The heavily racist tone of Trinidad and Tobago’s recent national election season has deeply troubled Archbishop Jason Gordon of Port-of-Spain, among others.
On social media and elsewhere, the exchanges were between the country’s two largest ethnic groups — those of African and East Indian descent — and the two political parties traditionally associated with representing them: the People’s National Movement and the United National Congress, respectively.
“This election was one of the most racially charged that I can remember,” said Archbishop Gordon. “I heard young Trinbagonians calling people of other races names that cannot be repeated. Then I heard the others calling for rape and murder of the first group.
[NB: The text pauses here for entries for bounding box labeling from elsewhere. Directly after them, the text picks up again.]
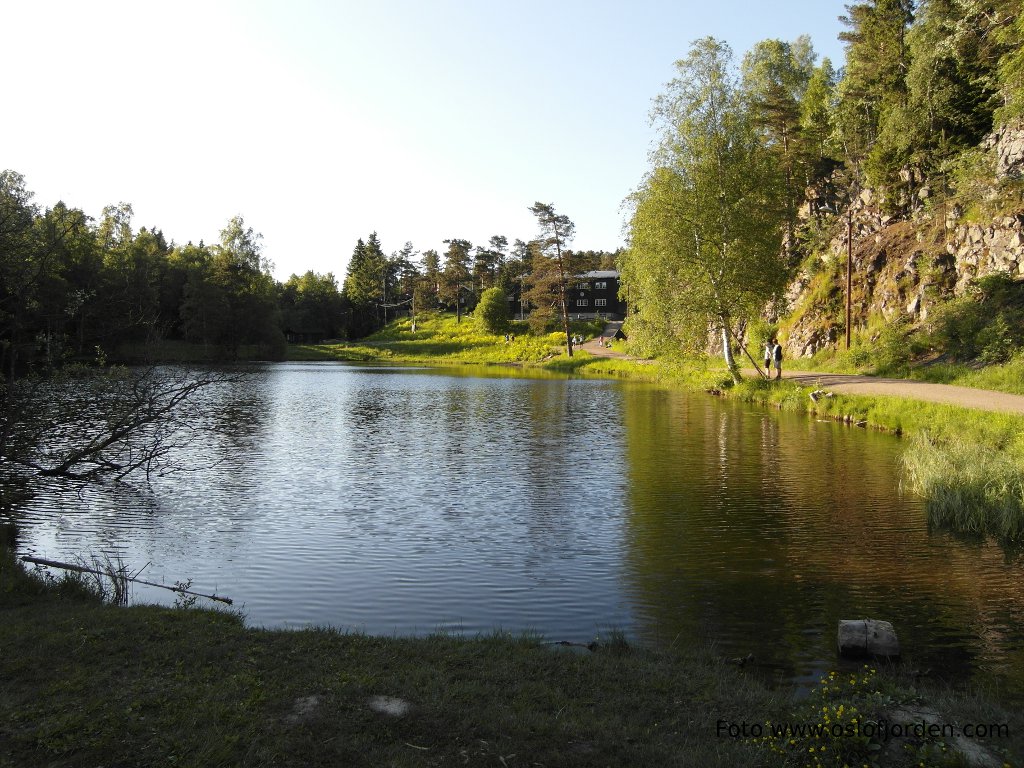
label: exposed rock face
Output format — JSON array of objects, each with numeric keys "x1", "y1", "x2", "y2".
[
  {"x1": 982, "y1": 121, "x2": 1024, "y2": 179},
  {"x1": 785, "y1": 135, "x2": 1024, "y2": 357}
]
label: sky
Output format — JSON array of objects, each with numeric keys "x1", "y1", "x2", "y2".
[{"x1": 6, "y1": 0, "x2": 845, "y2": 285}]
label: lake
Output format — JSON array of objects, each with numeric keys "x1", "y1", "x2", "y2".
[{"x1": 13, "y1": 362, "x2": 1024, "y2": 696}]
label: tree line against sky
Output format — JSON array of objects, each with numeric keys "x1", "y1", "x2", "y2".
[
  {"x1": 621, "y1": 0, "x2": 1024, "y2": 368},
  {"x1": 0, "y1": 0, "x2": 1024, "y2": 376}
]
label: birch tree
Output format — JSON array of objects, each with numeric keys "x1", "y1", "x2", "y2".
[{"x1": 622, "y1": 38, "x2": 786, "y2": 379}]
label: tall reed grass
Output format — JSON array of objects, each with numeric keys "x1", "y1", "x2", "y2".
[{"x1": 903, "y1": 433, "x2": 1024, "y2": 542}]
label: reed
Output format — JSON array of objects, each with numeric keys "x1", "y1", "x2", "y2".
[{"x1": 902, "y1": 432, "x2": 1024, "y2": 542}]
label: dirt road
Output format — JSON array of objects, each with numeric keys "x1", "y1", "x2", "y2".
[{"x1": 581, "y1": 339, "x2": 1024, "y2": 414}]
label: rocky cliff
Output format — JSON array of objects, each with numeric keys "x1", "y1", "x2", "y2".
[{"x1": 782, "y1": 123, "x2": 1024, "y2": 357}]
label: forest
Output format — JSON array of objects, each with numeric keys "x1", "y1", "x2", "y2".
[
  {"x1": 620, "y1": 0, "x2": 1024, "y2": 367},
  {"x1": 0, "y1": 170, "x2": 614, "y2": 379},
  {"x1": 0, "y1": 0, "x2": 1024, "y2": 380}
]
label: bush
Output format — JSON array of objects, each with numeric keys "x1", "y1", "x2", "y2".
[
  {"x1": 474, "y1": 288, "x2": 509, "y2": 334},
  {"x1": 926, "y1": 273, "x2": 1024, "y2": 365}
]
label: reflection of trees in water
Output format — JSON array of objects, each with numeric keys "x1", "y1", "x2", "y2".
[{"x1": 625, "y1": 390, "x2": 1024, "y2": 696}]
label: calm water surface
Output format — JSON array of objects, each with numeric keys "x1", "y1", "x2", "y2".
[{"x1": 9, "y1": 364, "x2": 1024, "y2": 695}]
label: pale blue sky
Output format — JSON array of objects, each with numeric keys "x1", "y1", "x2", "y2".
[{"x1": 0, "y1": 0, "x2": 845, "y2": 283}]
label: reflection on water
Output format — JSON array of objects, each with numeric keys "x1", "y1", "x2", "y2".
[{"x1": 8, "y1": 364, "x2": 1024, "y2": 693}]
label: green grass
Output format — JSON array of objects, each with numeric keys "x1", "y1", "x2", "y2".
[
  {"x1": 0, "y1": 548, "x2": 1024, "y2": 768},
  {"x1": 903, "y1": 433, "x2": 1024, "y2": 542}
]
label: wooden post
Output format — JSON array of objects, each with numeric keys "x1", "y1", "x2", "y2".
[{"x1": 846, "y1": 204, "x2": 853, "y2": 349}]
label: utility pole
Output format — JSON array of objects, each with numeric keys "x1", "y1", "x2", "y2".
[{"x1": 846, "y1": 204, "x2": 853, "y2": 349}]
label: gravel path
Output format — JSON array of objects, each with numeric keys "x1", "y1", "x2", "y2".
[{"x1": 581, "y1": 339, "x2": 1024, "y2": 414}]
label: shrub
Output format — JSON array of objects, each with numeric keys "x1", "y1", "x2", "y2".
[{"x1": 474, "y1": 288, "x2": 509, "y2": 334}]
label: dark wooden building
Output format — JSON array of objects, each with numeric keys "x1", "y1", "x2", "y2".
[{"x1": 509, "y1": 269, "x2": 626, "y2": 321}]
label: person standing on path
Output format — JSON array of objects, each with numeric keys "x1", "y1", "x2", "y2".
[{"x1": 771, "y1": 339, "x2": 782, "y2": 379}]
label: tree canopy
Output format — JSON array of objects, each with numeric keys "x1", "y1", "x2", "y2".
[{"x1": 622, "y1": 38, "x2": 786, "y2": 376}]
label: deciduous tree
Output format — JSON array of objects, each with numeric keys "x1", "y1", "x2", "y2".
[{"x1": 622, "y1": 38, "x2": 786, "y2": 378}]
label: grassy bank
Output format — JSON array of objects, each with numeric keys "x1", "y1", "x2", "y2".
[
  {"x1": 730, "y1": 380, "x2": 1024, "y2": 544},
  {"x1": 288, "y1": 314, "x2": 603, "y2": 365},
  {"x1": 0, "y1": 549, "x2": 1024, "y2": 766}
]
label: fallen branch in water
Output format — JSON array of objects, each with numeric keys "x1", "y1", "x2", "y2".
[{"x1": 22, "y1": 555, "x2": 234, "y2": 605}]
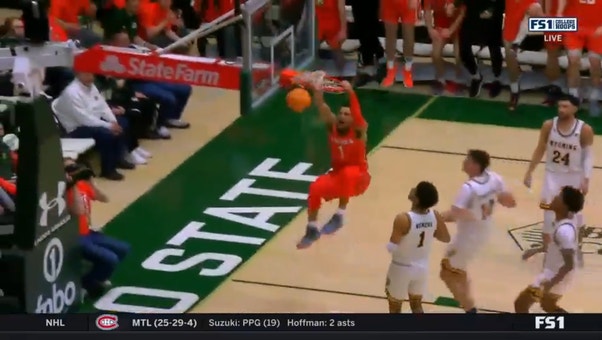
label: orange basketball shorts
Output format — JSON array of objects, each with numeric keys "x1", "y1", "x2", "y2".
[
  {"x1": 318, "y1": 19, "x2": 343, "y2": 49},
  {"x1": 380, "y1": 0, "x2": 420, "y2": 24},
  {"x1": 502, "y1": 0, "x2": 539, "y2": 42},
  {"x1": 308, "y1": 166, "x2": 371, "y2": 210},
  {"x1": 564, "y1": 27, "x2": 602, "y2": 54}
]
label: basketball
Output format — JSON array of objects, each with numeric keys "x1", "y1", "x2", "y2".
[{"x1": 286, "y1": 87, "x2": 311, "y2": 113}]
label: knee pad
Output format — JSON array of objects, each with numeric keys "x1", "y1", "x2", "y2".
[
  {"x1": 542, "y1": 210, "x2": 556, "y2": 235},
  {"x1": 567, "y1": 50, "x2": 583, "y2": 58},
  {"x1": 587, "y1": 52, "x2": 602, "y2": 60},
  {"x1": 307, "y1": 181, "x2": 323, "y2": 210}
]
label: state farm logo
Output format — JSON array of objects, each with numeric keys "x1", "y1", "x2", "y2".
[
  {"x1": 508, "y1": 222, "x2": 602, "y2": 255},
  {"x1": 100, "y1": 55, "x2": 125, "y2": 73},
  {"x1": 100, "y1": 55, "x2": 220, "y2": 86}
]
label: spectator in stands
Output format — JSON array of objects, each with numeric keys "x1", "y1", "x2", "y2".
[
  {"x1": 132, "y1": 81, "x2": 192, "y2": 136},
  {"x1": 111, "y1": 33, "x2": 192, "y2": 139},
  {"x1": 65, "y1": 159, "x2": 130, "y2": 298},
  {"x1": 53, "y1": 73, "x2": 135, "y2": 181},
  {"x1": 349, "y1": 0, "x2": 385, "y2": 86},
  {"x1": 380, "y1": 0, "x2": 418, "y2": 87},
  {"x1": 193, "y1": 0, "x2": 239, "y2": 58},
  {"x1": 96, "y1": 77, "x2": 151, "y2": 164},
  {"x1": 0, "y1": 17, "x2": 25, "y2": 40},
  {"x1": 102, "y1": 0, "x2": 157, "y2": 50},
  {"x1": 424, "y1": 0, "x2": 466, "y2": 95},
  {"x1": 49, "y1": 0, "x2": 101, "y2": 47},
  {"x1": 139, "y1": 0, "x2": 190, "y2": 54},
  {"x1": 455, "y1": 0, "x2": 505, "y2": 98}
]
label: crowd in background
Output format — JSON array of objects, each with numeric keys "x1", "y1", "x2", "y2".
[
  {"x1": 324, "y1": 0, "x2": 602, "y2": 116},
  {"x1": 0, "y1": 0, "x2": 246, "y2": 298}
]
This is the extreme irresponsibility that will destroy this place if left unchecked.”
One People’s National Movement adherent encouraged supporters to forcibly enter opposition supporters’ homes “and deal (violently) with them.” One East Indian businesswoman suggested the government “start putting contraceptives in their (Blacks’) water supply,” after the United National Congress lost the Aug. 10 election.
At an Aug. 30 virtual symposium, “Understanding and Reconciling Race Relations in Trinidad and Tobago,” facilitated by the archdiocesan social justice arm and the University of the West Indies, Rhoda Reddock of the U.N. Committee on the Elimination of Discrimination Against Women urged deeper understanding of the “socioeconomic and historical context” from which these tensions arise. In large part, she said, they come from the country’s colonial history.
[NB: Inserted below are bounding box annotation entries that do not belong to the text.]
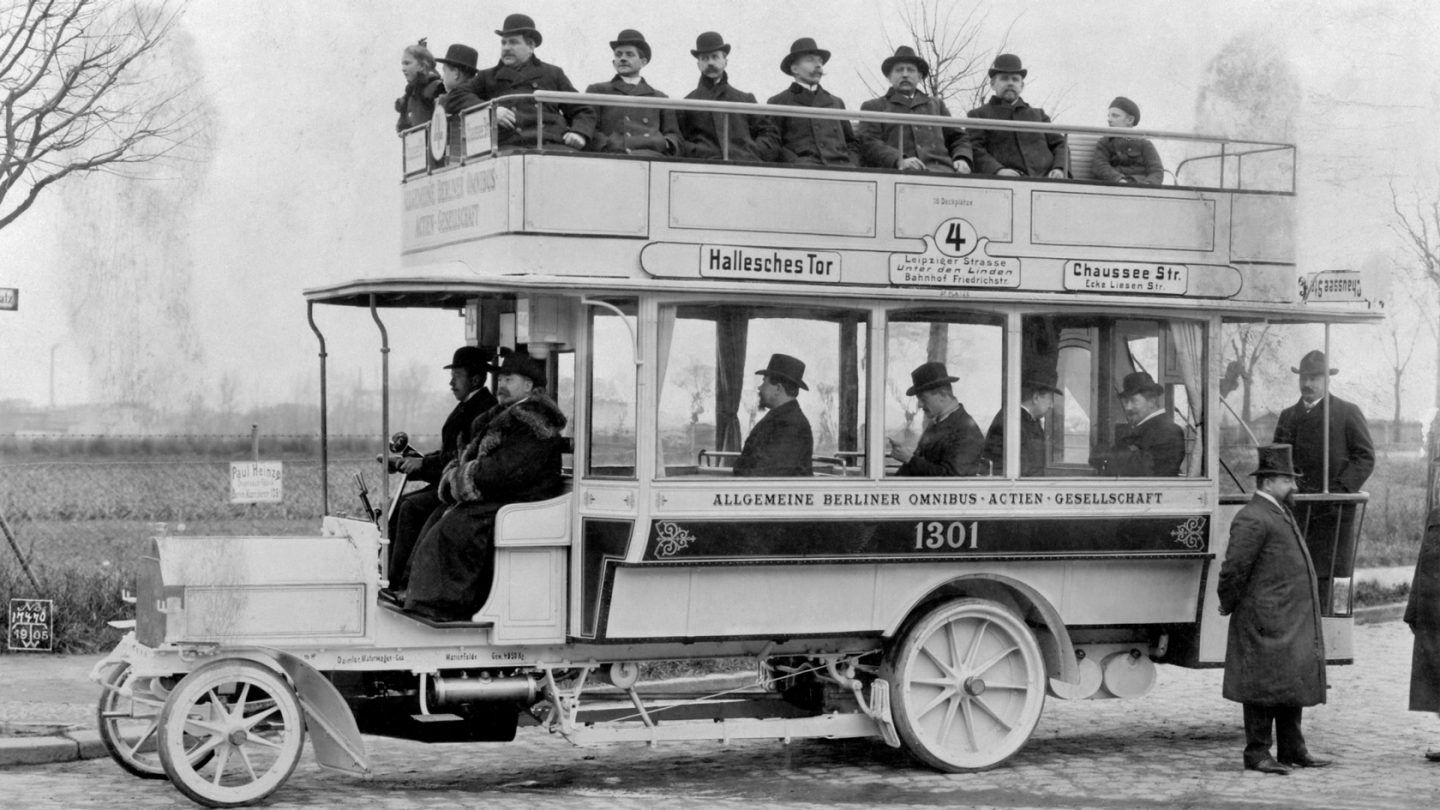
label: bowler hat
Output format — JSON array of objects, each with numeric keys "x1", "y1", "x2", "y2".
[
  {"x1": 880, "y1": 45, "x2": 930, "y2": 79},
  {"x1": 1250, "y1": 444, "x2": 1300, "y2": 479},
  {"x1": 755, "y1": 355, "x2": 809, "y2": 391},
  {"x1": 611, "y1": 29, "x2": 649, "y2": 62},
  {"x1": 1120, "y1": 372, "x2": 1165, "y2": 399},
  {"x1": 904, "y1": 362, "x2": 960, "y2": 396},
  {"x1": 780, "y1": 36, "x2": 829, "y2": 76},
  {"x1": 436, "y1": 43, "x2": 480, "y2": 72},
  {"x1": 989, "y1": 53, "x2": 1030, "y2": 79},
  {"x1": 1106, "y1": 95, "x2": 1140, "y2": 124},
  {"x1": 445, "y1": 346, "x2": 494, "y2": 372},
  {"x1": 690, "y1": 30, "x2": 730, "y2": 58},
  {"x1": 495, "y1": 14, "x2": 541, "y2": 45},
  {"x1": 487, "y1": 352, "x2": 544, "y2": 386},
  {"x1": 1290, "y1": 349, "x2": 1341, "y2": 376}
]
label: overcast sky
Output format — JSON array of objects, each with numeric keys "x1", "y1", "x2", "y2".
[{"x1": 0, "y1": 0, "x2": 1440, "y2": 423}]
“Our Trinidad and Tobago story begins with the near-decimation of the Indigenous peoples and forced transportation and enslavement of Africans. Indentured Indians, therefore, entered an already racialized, color-coded, hierarchical social structure and, like later entrants — Chinese, Portuguese, Jews fleeing persecution, the Sindhis and Middle Easterners and others — were inserted and located within this ranking system.”
Consequently, race became the primary means of interpreting life, she said.
“We understand almost everything through the prism of race,” said Reddock. “Race becomes an explanation for all failure, achievement, economic decisions, marriage decisions, educating decisions, employment decisions and, of course, voting decisions.”
But this does not absolve political leaders of responsibility for the increased racist activity around election time, said Bishnu Ragoonath, head of the Council for Responsible Political Behavior.
He recalled a 2014 code of political conduct signed by five major political parties — including both the People’s National Movement, led by current Prime Minister Keith Rowley, and the United National Congress, headed by Kamla Persad-Bissessar, now opposition leader — in anticipation of inflamed ethnic tensions leading up to the 2015 national elections.
The code, essentially, committed party leaders and their adherents to promote and enforce respect, tolerance, harmony and peace, and to refrain from language or practices that could create divisiveness.
The result? An active complaints register, all racist in nature, said Ragoonath.
“The offending party leaders never took responsibility for the violations of the code, either by themselves, personally, or by their party or by their supporters.” In fact, he said, they often “sought to defend these divisive statements.”
As a result, he said, racist rhetoric remained simmering over the next five years, instead of appearing just before election season.
There have been times when Africans and Indians have united for common causes, but the political system is designed to divide the electorate along racial lines, said David Abdullah, an activist and trade unionist and leader of the Movement for Social Justice, one of the country’s smaller political parties. He cited similar issues in Jamaica, where election violence is severe, cautioning that the political system “perpetuates the consolidation of ethnic tribalism. At (the) root of our problems is the nature of our political system itself.”
Trinidad and Tobago follows the Westminster model of governance, inherited from its British colonial past. Elections are called every five years; the candidates earning the most votes win seats in the House of Representatives — the body that governs the country along with the Senate.
“It is not just the political parties; that is part of the problem,” said Abdullah. “They have adopted and adapted the political system to suit their needs in terms of how they mobilize people along ethnic lines to win political office.”
Politicians need to be more aware “of the ways in which this racialized and generally divisive politics affects citizens,” said Reddock. “Even when overtly racialized statements are not made, the viciousness of the language and the imagery creates deep wounds.
“Attacks on political leaders become attacks on the people of those ethnic groups and perpetuate feelings of shame, anger, victimhood and even hatred, on which ethnic tensions and conflict are built.”
While calling for legislation on hate speech and the inclusion of ethnic studies at all levels of education, Reddock believes all people should simply mind their speech.
“The acerbity and violence of our language must be addressed: the absence of empathy and civility in how we address each other, even as we debate, argue and contest. We are not all strong enough to take it.
“As we observe ethnic tensions, conflict, violence and even genocide in other parts of the post-colonial world,” she cautioned, “let us not believe that it can’t happen here.”